Thursday, October 13, 2011


For all of you juniors in High school, the infamous PSAT is approaching, looming over us like a vat of toxic un-awesomesauce, just waiting to tip over and dump its slime and drown our little, scrawny bodies. It cackles as we whimper for help and keeps us from sleeping by attacking our thoughts telling us that if we breathe wrong, we will fail. But never fear young tadpoles! I am here to give you advice about taking the 2011 PSAT that basically will ruin the rest of your life and make you an angry fascist who is dissatisfied with how you look. Here are some simple steps for getting through it.
  • Don’t be illiterate- Do you know that you cannot touch all of your teeth with your tongue? If you just checked to see if this is true, and promptly realized that I made you look rather idiotic, than congratulations, you are not illiterate and can follow basic instructions. You are two steps ahead.
  • Don’t fail-no scholarship, no college; no college, no job; no job, no love life; no love life, no family; no family, no friends; no friends, no parties; no parties mean no tacos. And you know what that means . . . 

  • Don’t Party the Night Before-Yes it is Friday and we all gotta get down on Friday, but chances are Rebecca Black never has and never will take the PSAT so what does she know? Join the rest of social outcasts and go to bed at 9:30 so as to be fully rested and look beautiful when you take the test. At least if you fail and then can’t get a real, fulfilling job you will be all set to work as a model.
  • Wear Underwear- Other than your number 2 pencils and knowing how to spell your name, this is the worst thing that you could forget. Even if you thrive by going commando, please keep yourself contained.
  • Don’t Panic-It may stand for Pain Suffering And Terror but please chill because it will not harm you . . . permanently.

Good luck tadpoles! All will be well and we will still have tacos and each other for when times get rough and the modeling career is going slow. 

P.S. Click on the picture above to get the full affect.

Tuesday, October 11, 2011

How to Be a Super Super Villian

Dearest Readers,

This post requires you to go back in time and read some of my past articles that I had published on Sparklife. I was making a series of these articles but alas, I never sent the editors this post and by now it is too late. However, I thought this topic might interest many of you and feed your ambitions. In order to fully apreciate the genius of my guide that oozes with awesomesauce, I first suggest that you click this THIS and then read my first two publications. Cheers!
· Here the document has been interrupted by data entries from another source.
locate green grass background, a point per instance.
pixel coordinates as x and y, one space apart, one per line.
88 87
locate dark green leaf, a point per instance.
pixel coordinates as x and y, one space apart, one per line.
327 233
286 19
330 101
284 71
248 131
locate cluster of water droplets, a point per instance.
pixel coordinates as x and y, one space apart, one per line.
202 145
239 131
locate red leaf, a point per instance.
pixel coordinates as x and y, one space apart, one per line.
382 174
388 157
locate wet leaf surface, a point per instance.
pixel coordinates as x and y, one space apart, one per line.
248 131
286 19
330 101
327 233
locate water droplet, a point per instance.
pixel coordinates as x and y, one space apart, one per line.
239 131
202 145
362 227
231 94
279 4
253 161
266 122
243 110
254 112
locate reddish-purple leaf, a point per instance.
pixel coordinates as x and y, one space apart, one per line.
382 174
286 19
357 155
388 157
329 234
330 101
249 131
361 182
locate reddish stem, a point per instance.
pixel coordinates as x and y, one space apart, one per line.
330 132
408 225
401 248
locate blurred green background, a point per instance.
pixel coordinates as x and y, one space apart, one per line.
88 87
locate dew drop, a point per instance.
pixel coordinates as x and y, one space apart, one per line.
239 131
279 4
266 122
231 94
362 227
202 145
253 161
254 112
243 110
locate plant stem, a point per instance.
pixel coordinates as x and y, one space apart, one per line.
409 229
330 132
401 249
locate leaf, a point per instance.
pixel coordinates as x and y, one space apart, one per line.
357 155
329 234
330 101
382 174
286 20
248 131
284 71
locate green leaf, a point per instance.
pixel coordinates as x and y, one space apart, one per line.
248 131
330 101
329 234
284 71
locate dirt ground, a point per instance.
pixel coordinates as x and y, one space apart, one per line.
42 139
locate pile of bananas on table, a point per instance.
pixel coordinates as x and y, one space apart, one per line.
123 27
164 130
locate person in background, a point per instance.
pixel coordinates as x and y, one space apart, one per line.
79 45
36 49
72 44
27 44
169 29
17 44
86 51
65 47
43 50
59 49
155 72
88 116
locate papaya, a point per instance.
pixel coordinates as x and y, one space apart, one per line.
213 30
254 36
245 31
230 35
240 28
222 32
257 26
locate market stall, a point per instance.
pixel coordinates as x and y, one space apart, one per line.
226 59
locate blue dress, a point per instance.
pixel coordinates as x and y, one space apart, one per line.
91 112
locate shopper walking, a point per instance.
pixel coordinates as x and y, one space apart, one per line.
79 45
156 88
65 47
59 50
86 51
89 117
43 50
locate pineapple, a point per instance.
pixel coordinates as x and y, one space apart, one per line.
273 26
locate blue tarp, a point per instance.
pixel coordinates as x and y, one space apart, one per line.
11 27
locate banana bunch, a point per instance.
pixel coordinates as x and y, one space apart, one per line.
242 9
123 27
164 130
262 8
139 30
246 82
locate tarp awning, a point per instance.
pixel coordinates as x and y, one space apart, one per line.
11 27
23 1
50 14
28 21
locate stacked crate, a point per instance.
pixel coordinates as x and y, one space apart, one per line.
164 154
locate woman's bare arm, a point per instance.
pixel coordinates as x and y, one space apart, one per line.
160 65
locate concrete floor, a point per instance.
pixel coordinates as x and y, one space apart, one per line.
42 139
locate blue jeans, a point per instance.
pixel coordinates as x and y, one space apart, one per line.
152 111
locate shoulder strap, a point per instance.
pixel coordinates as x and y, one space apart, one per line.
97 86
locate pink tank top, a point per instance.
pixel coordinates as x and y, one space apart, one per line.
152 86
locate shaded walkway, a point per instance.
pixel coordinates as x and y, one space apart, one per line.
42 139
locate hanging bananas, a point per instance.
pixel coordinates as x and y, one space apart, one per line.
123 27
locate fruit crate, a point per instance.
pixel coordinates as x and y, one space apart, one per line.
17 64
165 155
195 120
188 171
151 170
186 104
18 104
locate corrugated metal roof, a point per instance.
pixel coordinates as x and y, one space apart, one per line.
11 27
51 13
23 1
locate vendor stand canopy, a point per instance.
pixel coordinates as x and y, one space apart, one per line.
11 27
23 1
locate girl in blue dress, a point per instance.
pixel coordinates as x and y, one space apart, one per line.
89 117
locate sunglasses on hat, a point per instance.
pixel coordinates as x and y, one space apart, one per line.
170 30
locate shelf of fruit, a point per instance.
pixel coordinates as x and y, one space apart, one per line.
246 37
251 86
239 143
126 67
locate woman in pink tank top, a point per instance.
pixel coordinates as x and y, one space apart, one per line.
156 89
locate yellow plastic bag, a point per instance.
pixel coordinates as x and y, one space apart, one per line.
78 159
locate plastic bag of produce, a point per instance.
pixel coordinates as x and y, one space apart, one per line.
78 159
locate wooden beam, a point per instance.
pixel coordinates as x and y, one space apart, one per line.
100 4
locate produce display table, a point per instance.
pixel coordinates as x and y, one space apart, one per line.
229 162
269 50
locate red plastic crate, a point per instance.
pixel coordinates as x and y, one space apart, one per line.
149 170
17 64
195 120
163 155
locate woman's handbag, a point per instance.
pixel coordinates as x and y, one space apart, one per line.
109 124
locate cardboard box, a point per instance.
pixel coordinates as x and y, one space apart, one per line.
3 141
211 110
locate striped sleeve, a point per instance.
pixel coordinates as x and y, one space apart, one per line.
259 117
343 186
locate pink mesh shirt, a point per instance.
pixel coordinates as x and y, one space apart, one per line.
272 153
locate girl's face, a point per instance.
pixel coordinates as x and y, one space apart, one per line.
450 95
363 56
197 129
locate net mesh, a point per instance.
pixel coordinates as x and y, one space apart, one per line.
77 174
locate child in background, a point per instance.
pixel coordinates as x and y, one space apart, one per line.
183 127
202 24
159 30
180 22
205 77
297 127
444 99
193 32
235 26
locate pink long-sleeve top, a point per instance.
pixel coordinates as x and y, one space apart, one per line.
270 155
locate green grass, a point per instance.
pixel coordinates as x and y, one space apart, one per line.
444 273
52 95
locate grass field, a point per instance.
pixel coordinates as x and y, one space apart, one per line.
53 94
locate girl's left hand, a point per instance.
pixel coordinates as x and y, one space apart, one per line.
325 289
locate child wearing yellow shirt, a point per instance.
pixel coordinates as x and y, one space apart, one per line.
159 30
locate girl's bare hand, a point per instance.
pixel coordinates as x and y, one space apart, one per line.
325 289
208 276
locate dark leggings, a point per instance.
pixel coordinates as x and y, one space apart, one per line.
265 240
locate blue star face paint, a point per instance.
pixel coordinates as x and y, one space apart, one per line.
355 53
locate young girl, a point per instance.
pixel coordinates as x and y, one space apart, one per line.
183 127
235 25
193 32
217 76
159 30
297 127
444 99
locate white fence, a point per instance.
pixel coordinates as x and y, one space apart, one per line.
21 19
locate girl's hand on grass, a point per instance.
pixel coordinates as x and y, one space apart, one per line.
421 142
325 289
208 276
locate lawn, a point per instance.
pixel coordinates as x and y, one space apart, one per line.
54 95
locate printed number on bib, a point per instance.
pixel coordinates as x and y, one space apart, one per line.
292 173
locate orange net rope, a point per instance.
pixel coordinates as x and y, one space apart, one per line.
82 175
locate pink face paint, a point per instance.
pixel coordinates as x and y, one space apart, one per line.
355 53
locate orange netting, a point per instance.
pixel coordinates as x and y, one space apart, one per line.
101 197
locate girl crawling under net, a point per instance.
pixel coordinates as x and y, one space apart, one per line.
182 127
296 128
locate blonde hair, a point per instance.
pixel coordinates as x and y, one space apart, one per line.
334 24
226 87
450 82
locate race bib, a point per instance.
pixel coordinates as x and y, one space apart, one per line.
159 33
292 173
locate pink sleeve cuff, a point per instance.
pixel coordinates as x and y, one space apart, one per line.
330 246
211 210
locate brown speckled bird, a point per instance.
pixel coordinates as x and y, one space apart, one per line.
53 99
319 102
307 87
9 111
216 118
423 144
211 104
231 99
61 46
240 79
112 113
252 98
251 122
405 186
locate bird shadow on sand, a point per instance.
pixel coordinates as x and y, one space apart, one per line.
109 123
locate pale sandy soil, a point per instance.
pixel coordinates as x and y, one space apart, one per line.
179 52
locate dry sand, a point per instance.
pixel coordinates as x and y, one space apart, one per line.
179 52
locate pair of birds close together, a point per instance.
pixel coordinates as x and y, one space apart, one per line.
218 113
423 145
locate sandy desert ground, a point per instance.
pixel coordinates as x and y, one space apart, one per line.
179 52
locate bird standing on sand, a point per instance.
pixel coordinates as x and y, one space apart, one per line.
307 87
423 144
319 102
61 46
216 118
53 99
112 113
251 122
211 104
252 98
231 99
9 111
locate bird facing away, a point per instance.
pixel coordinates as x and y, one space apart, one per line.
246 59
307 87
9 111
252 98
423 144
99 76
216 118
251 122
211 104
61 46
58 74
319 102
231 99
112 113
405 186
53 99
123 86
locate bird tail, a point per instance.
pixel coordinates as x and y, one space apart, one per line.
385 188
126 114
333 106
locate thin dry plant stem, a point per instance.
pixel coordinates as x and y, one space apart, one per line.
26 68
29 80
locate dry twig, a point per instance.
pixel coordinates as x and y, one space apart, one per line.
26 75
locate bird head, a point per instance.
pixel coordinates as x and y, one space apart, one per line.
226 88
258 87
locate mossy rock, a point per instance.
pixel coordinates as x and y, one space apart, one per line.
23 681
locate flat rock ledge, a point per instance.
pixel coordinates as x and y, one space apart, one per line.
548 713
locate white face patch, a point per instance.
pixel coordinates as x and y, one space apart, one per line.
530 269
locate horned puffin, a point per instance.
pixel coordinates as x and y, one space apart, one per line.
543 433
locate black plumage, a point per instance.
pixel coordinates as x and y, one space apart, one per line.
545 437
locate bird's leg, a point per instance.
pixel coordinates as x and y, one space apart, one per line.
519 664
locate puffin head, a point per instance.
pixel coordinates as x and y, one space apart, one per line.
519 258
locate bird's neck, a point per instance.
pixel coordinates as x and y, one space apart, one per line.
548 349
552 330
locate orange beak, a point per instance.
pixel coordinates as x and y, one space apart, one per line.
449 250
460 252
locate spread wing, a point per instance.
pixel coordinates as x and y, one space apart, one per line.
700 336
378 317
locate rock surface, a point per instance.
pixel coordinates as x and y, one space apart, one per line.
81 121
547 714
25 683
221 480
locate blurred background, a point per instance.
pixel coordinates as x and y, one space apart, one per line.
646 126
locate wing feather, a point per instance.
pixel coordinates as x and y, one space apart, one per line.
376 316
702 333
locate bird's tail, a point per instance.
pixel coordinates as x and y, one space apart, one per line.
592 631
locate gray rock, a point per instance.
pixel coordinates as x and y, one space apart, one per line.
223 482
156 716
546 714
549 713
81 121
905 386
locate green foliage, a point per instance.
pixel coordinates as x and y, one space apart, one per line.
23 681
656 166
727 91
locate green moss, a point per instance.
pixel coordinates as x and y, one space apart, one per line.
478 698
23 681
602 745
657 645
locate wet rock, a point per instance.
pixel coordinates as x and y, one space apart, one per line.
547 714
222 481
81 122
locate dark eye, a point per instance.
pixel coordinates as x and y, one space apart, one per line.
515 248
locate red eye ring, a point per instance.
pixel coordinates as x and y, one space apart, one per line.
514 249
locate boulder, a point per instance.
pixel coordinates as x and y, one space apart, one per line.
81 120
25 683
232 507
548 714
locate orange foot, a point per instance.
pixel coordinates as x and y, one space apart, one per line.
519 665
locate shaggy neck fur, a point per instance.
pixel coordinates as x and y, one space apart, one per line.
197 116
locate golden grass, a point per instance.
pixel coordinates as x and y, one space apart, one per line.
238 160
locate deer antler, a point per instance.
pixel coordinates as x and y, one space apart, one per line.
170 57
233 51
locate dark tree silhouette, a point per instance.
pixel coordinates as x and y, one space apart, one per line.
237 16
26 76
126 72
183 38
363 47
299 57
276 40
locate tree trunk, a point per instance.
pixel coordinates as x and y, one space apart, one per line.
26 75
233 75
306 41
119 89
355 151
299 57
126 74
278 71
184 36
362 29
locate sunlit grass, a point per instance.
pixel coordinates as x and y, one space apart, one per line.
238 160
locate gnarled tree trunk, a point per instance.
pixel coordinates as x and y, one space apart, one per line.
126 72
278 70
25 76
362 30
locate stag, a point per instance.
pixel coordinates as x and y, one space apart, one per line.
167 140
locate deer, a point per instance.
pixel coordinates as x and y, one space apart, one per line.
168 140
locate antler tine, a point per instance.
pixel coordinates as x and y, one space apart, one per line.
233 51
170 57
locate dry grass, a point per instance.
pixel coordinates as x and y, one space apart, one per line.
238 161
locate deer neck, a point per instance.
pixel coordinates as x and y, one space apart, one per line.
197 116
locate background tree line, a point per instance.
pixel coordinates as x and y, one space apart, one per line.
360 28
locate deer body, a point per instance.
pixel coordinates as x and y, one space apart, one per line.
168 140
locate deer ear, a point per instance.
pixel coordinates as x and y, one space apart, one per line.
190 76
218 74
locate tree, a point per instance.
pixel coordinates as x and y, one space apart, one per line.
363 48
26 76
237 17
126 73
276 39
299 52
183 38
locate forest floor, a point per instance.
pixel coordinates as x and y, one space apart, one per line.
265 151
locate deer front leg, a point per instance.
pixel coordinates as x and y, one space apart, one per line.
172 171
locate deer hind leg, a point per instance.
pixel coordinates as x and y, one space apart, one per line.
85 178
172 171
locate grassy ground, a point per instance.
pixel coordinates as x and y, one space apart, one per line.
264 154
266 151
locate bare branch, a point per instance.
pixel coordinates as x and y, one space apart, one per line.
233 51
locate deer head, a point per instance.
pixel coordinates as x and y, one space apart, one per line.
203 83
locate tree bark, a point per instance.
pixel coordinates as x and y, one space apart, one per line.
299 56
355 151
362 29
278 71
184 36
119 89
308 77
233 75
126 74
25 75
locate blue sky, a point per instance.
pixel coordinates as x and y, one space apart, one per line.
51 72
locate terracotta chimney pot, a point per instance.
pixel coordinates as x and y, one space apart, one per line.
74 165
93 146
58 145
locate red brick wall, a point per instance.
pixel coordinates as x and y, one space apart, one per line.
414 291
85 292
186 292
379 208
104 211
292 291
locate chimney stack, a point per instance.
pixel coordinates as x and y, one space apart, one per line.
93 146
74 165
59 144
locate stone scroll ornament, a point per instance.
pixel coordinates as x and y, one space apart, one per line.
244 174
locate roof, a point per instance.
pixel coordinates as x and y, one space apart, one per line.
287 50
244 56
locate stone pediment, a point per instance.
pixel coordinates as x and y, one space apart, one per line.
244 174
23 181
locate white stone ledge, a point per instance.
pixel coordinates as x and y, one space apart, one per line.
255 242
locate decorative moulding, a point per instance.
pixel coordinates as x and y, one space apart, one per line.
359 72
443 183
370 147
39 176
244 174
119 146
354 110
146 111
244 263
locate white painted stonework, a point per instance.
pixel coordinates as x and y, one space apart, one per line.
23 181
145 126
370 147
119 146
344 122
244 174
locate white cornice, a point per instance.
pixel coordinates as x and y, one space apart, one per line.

  • Undergo a tragedy-like your superhero adversities you must live through something horribly life altering. Stick your finger into an electrical socket. Lose your pet bunny, Thumper, and become a dark unforgiving human being because of the trauma.
  • Become skilled in the arts of science and engineering- Learn how to turn a microwave into a Trans-Morphing Machine 3000. Learn how to turn a microwave into a coffee cup. Learn how to turn a microwave into a snuggie.
  • Get a face job- Skin grafts and Face paint are favorites. You don’t want to be standing on top of a building announcing your diabolic plan to the citizens of the metropolitan below and have Mrs. Gertrude recognize you as the third grader who wet their pants on the first day of school.
  • Minions- Gru had his yellow balls of walking cheese; Snow White had her seven dwarves. Get yourself some weak-minded, demonic platypuses or robotic aardvarks to help you perform the most mundane tasks.
  • Create an Evil Laugh- giggles and shy whimpering laughs will not be tolerated anymore. Cackles, snorts and cahoots work. Either have a deep roar or a laugh with the frequency of a dog whistle.
  • Choosing your name- Don’t be too original. Settle for Doctor something. It never fails.
  • Develop your sarcasm skills- Nothing gets to an aspiring do-gooder more than using your snarky cruelty to tear apart their hopes and dreams and image and making them look like fruity pansies. Pick on their fashion choice of spandex or their curly greasy fro. Sue Sylvester style.